しかし構造上で上回っているセレッソに対しては逆効果。変にアップダウンが増える分スペースも生まれ、柿谷、ブルーノ・メンデスと次々とチャンスを作り、スペースがある分坂元のドリブルもさらに活きる。そしておそらくそのスペースを使おうという狙いで66分に奥埜に代えて豊川を投入する。

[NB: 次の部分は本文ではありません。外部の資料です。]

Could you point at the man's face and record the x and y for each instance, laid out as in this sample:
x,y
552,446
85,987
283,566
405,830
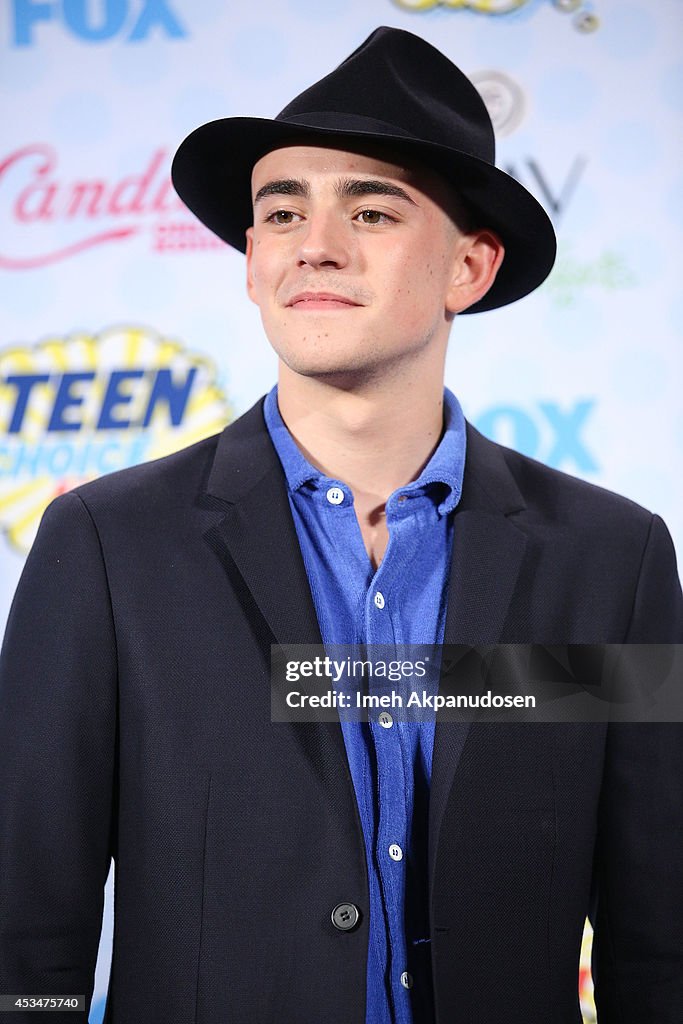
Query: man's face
x,y
351,259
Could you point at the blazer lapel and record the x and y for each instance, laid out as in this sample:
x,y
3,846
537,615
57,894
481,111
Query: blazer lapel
x,y
487,554
256,540
257,532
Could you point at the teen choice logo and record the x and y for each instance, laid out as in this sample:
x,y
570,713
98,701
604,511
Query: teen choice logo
x,y
75,408
585,18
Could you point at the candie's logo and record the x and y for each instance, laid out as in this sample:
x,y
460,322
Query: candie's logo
x,y
48,217
73,409
585,19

このあたりの時間帯はもう時間の問題だったがセレッソが得点を奪ったのは71分。再三繰り返していたサイドを大きく使った展開から最後は丸橋が豪快に決めてゴール。セレッソが逆転に成功する。松本の守備ブロックは左右に動かされていることでアプローチをかけられず、また丸橋も同じような位置からこの試合2本目ということでリラックスしてシュートが打てたのだろう。

■行けば行くほど

75分〜
得点直後の72分、セレッソは柿谷に代えて清武を投入。すると松本は75分に塚川に代えて昨季はFC東京でプレーしていたジャエルを投入。交代直後はCHからFWへの交代ということで松本の選手もどういった並びになるのかが把握しきれておらず混乱が見られたが、どうやら4バックはそのままで中盤を藤田息吹がアンカーでインサイドハーフに鈴木雄斗と中美が並び前線は中央でストライカーが並ぶ4−3−3の様だった。松本は昨季後半に3−1−4−2を使っていたので藤田息吹のアンカー、中美のインサイドハーフは経験済み。サイドはSBが出ていくしかないリスクはあるが、ビハインドなのでという判断だったのだろう。

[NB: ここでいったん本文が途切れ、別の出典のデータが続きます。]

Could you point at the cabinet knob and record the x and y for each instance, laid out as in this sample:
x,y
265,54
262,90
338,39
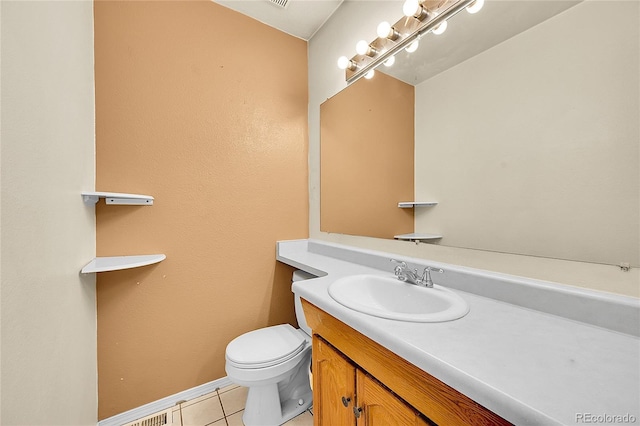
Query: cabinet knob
x,y
357,411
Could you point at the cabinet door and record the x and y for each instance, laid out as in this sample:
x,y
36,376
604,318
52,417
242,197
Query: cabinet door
x,y
378,406
334,383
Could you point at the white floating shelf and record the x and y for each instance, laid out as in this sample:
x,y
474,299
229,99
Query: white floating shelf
x,y
118,198
116,263
411,204
417,237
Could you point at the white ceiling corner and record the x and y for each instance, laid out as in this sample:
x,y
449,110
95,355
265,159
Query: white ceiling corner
x,y
301,18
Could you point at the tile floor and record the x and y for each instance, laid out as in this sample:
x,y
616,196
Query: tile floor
x,y
224,407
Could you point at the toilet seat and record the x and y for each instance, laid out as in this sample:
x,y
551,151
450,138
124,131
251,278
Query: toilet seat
x,y
265,347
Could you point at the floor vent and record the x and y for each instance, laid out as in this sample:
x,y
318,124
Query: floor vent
x,y
161,419
281,3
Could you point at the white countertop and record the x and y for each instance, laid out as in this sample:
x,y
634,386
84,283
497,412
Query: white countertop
x,y
528,366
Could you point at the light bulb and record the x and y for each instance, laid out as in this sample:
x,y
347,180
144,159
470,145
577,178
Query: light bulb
x,y
440,28
410,7
344,63
475,6
413,46
362,48
384,29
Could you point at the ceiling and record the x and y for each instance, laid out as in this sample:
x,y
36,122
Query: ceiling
x,y
300,18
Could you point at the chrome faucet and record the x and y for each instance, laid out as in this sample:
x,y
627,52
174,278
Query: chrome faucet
x,y
406,275
426,276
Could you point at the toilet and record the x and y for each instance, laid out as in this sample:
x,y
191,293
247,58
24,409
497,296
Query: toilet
x,y
273,362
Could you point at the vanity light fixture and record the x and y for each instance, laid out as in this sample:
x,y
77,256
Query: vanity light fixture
x,y
345,63
440,28
404,34
363,48
385,30
413,46
475,6
414,8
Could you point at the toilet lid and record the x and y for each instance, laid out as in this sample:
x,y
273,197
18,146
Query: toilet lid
x,y
265,347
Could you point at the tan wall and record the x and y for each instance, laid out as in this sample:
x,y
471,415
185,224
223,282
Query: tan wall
x,y
206,110
361,197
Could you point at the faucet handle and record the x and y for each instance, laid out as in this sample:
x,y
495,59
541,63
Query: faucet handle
x,y
399,269
426,275
400,262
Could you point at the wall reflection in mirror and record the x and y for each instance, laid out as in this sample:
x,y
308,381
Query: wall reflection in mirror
x,y
526,128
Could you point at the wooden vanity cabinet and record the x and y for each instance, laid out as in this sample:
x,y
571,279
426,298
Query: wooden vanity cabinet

ただこうなるとセレッソにとっては待ってましたとばかりの状況。スペースに出ていった時が最も得意なブルーノ・メンデスが身体の強さを発揮してPKをゲットし79分に3点目。
もう前でハメるしかない松本に対してセレッソは落ち着いて剥がしてボール前進。
85分〜
85分にブルーノ・メンデスに代えて都倉を投入すると、90分にヨニッチのクリア気味のパスから豊川が上手く入れ替わりそのクロスを、都倉が空けたスペースに入ってきた清武が確実に決めて4−1。
後半はセレッソが完全に松本を圧倒し、今季の公式戦初戦を快勝で終えた。

■その他

本文中に書いた様に公式戦とはいえどうしてもプレシーズンマッチ感が強くなる試合だったが、失点はあったものの良い形で勝利することができた試合だった。
できれば後半の形を前半からできるようになりたいところだが、そのあたりは藤田直之不在の影響があったのかも知れない。
あと、坂元や豊川もプレシーズンからこのチームにフィットし活躍を見せているので本当に頼もしい。
坂元の存在は昨季の水沼よりも確実に攻撃の幅を広げているし、水沼が担っていたプレー以外の部分を豊川の闘争心でカバーできればありがたい。
ただチャンスの数からいえばもう少し早く試合を動かせていたはずで、これはどのチームもそうだが得点という部分ではさらなる改善を望みたいところである。
いよいよ来週からリーグ戦が開幕するが、今季は本当にチャンスなので結果にこだわって勝ち点を積み重ねていって欲しい。


1 件のコメント :

  1. プレシーズンマッチ感はわかりますけど、
    相手がJ2のチーム、先週もJ2のサンガとのゲームだった、
    というところも関係あるのではないですかね…

    ともあれ、チームがそういう空気に流されずしっかり勝った、
    というのはいいことだと思います。